Initialize module only upon first input? (coding best practices)

lack · July 1, 2018, 6:29pm

This question is about best practices for designing subclasses of nn.Module. I am trying to decrease unnecessary coupling in my code.

For example, say my network has a Conv2d layer and a Linear layer. The hyperparameters are: size of input image, number of conv. channels, kernel size, stride, number of FC layers. When building the model, I need to know the input size to the Linear layer in advance (as described in this answer). The arguments I must pass to initialize the Linear layer are coupled to other hyperparameters: whenever I change some hyperparameters of layers earlier in the chain(for example, image size or stride) I have to (or my code has to) recalculate the value. Presumably this is why there is demand for a Utility function for calculating the shape of a conv output. Conversely, the arguments needed to initialize a Conv2d layer are not coupled to hyperparameters earlier in the chain.

As a way of reducing coupling when writing custom modules, is it acceptable to move some initialization code from __init__() to forward()? forward() would then look like the pseudocode below.

def forward(self, x):
    if not self.initialized:
        # Initialize inner modules somehow using the input size
        self.weights = nn.Parameter(torch.randn(..., x.size(2), x.size(3), ...))
        self.initialized = True

    # Go on to usual forward() function
    ...

What would be the drawbacks of this approach? Are there other approaches to reducing coupling?

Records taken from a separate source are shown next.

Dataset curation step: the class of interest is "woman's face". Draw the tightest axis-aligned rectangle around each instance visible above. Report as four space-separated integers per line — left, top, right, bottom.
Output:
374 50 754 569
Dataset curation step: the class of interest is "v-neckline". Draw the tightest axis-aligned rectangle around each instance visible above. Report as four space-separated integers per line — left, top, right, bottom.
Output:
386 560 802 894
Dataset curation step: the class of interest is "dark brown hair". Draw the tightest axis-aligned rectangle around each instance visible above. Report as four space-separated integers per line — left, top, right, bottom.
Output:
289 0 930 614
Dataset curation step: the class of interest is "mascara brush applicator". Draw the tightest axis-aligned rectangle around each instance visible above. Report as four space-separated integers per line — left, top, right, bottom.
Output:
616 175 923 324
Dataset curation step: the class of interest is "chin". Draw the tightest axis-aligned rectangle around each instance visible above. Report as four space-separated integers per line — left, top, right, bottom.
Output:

ptrblck · July 1, 2018, 6:47pm

One shortcoming I can think about is that you would need a random forwardpass to create the state_dict in order to pass it to the optimizer.

Also the same would apply it you save the trained state_dict, create the model in another script and try to load the state_dict.
Your model would be empty until you run a pseudo-forwardpass.

I don’t really like the idea. You could evade this by calling the forward in the __init__ method, but that would obviously make your approach useless, since you need to know the shape.

lack · July 2, 2018, 9:28pm

Thanks @ptrblck for pointing out that shortcoming. There might be some way to work around it by modifying load_state_dict or using placeholder values, but I suppose it will always be better to have __init__ actually initialize the module, not least because that’s what everyone expects.

Do you know of any commonly-used approaches to simplify (or make more readable) model-building code? I’m now thinking of something like a helper method which returns the output size of forward given an input size.

ptrblck · July 2, 2018, 9:33pm

The aspect you would like to simplify is mostly the number of in_features in nn.Linear layers as far as I understand.
One way would be to use nn.AdaptiveMaxPool2d or just convolutions.
Of course you could try to calculate the shape of in_features using the shape formula for conv layers etc.

lack · July 2, 2018, 10:09pm

calculate the shape of in_features using the shape formula for conv layers etc.

Yes, I suppose I am talking about a way to do that, not specific to nn.Linear.

The motivation for my question is I have seen several implementations of experimental network architectures with frustrating (anti)patterns such as

magic numbers (e.g. a layer initialized with 1152 neurons as a result of unexplained calculations)
user-settable parameters with unnecessary coupling (e.g. a command line parameter --unit-size=1152 which cannot be freely changed in reality, because it is determined by the input image size and other hyperparameters)

As a new Pytorch user, I am wondering if there is a “best practices” way to avoid such patterns in my own code, especially when writing custom subclasses of nn.Module.

BTW, I see my “helper method” idea is really the same as Carson McNeil’s idea here.

ptrblck · July 2, 2018, 10:26pm

I see the issues. A cleaner way would be to set the in_features as the shape calculations, e.g. in_features=512*7*7. So that it would be clear the last conv layer outputs 512 channels and a volume of spatial size 7x7.

This can be easily done by passing a random input to the conv layer:

nn.Conv2d(3, 6, 3, 1, 1)(torch.randn(1, 3, 24, 24)).shape

However, you would still need to know the input shape of your image.
I’m not sure there is a clean way to achieve the shape inference currently.
Maybe someone else has a good idea.